咥えた指先を軽く噛みながら、少年はホロモニターをじっと見つめたまま動かなかった。
目だけが、研ぎ澄まされた刃のように光っていた。
「……電気を……止めちゃいけないんですよね」
親指を口から離さずに言う。
声は幼いのに、言葉だけが妙に冷静だった。
「爆弾の核は中に溜まった電気。電気を止めたら爆発する。でも、近づいたら……それも起爆につながる。そして……放っておけば、内部の電気が増えて……いずれ臨界で爆発する……」
ひとつずつ条件を積み重ねるたびに、少年の瞳は鋭さを増していった。
「起爆は避けられない、か……?」
噛んでいた親指をゆっくり離し、湿った跡のついた指を、膝の上にそっと置いた。
「爆弾の“中の電気”を抜き取る方法があれば──爆発は最小限で済む」
ワイミーは顔を上げた。
その時だった。
──グラリッ!
重たい、地鳴りのような揺れが床を突き上げた。
研究室の壁が軋む。
棚に置かれた資料が雪崩のように崩れ落ちた。
「地震……!? 違う……これは──!」
「ワイミーさんッ、下がってください!」
少年が、反射的にワイミーの腕を引いた。
刹那、研究棟の西側から白い閃光が走った。
目を焼くほどの光。
──次の瞬間、照明が一斉に落ちた。
ワイミーが非常灯を手探りで点ける。
空気が震えていた。
「電源が……全部、落ちた?」
「EMP(電磁パルス)か?」
「EMP?」
「強い爆発が起きた時に発生する、“目に見えない衝撃波”だ。電気を使うものが、一瞬で全部こわれる」
ワイミーが報道用のモニターを操作する。
画面は、砂嵐。
ノイズだけが部屋に響いた。
「……映らない……!」
「情報が遮断されましたね……。

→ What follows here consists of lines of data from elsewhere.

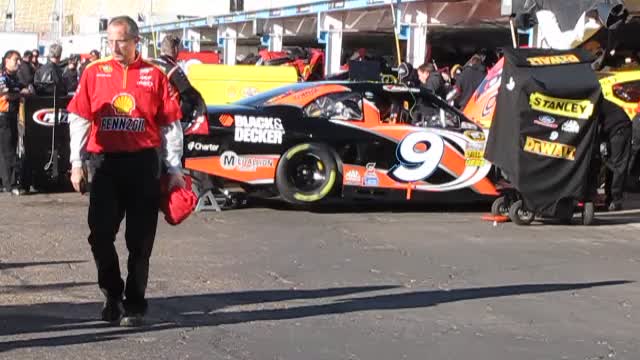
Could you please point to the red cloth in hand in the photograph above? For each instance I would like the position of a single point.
(177, 203)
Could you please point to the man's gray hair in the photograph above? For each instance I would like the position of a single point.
(132, 26)
(169, 44)
(55, 51)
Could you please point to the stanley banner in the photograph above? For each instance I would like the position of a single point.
(543, 133)
(44, 163)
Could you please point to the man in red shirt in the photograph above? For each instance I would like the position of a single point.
(123, 112)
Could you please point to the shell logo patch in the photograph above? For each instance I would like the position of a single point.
(123, 104)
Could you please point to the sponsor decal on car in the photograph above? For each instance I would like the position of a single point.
(226, 120)
(571, 126)
(400, 88)
(370, 176)
(475, 135)
(258, 129)
(45, 117)
(229, 160)
(549, 149)
(353, 177)
(553, 60)
(197, 146)
(578, 109)
(546, 121)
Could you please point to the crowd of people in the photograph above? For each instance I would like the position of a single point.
(24, 75)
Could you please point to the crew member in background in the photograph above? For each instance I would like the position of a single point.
(25, 70)
(70, 74)
(191, 101)
(468, 81)
(49, 76)
(432, 80)
(10, 91)
(122, 114)
(93, 56)
(35, 60)
(616, 131)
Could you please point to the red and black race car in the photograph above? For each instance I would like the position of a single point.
(308, 142)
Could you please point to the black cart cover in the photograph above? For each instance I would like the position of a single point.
(543, 132)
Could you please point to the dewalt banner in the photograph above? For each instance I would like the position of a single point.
(543, 132)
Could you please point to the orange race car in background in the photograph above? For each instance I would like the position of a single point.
(308, 142)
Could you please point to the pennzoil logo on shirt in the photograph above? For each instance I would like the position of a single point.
(550, 149)
(577, 109)
(115, 123)
(553, 60)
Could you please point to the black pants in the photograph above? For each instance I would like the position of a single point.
(124, 184)
(617, 163)
(8, 145)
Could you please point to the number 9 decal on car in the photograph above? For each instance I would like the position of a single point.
(417, 164)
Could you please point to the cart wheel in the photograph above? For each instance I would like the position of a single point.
(500, 207)
(588, 213)
(519, 214)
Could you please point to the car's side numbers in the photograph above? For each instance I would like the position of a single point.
(415, 163)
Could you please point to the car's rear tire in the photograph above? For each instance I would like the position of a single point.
(307, 173)
(500, 207)
(519, 215)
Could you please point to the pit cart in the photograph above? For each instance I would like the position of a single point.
(543, 137)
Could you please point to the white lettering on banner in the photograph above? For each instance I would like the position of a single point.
(46, 117)
(258, 129)
(414, 164)
(122, 124)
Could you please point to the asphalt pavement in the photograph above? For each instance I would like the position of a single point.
(269, 282)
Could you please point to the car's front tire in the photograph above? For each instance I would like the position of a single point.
(307, 173)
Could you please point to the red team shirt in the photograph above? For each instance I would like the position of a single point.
(126, 105)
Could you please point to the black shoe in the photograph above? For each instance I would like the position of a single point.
(615, 206)
(112, 310)
(132, 320)
(18, 191)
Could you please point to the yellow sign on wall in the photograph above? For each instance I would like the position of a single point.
(224, 84)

でも、ひとつ確かなのは──」
少年は確かな声で言った。
「今の爆発、あれは“意図的な起爆”じゃない」
「……なに?」
「もし犯人が狙っていたなら、こんなに広範囲のEMPを出す必要はない。爆弾が“想定外の臨界”を起こした──つまり、28.7度を超えた」
ワイミーの喉が鳴った。
「……ということは、残る3基も──」
「もう時期爆発するでしょうね……」
少年が立ち上がる。
「猶予なんて、もうありません──急ぎましょう」
彼は立ち上がり、私をじっと見つめた。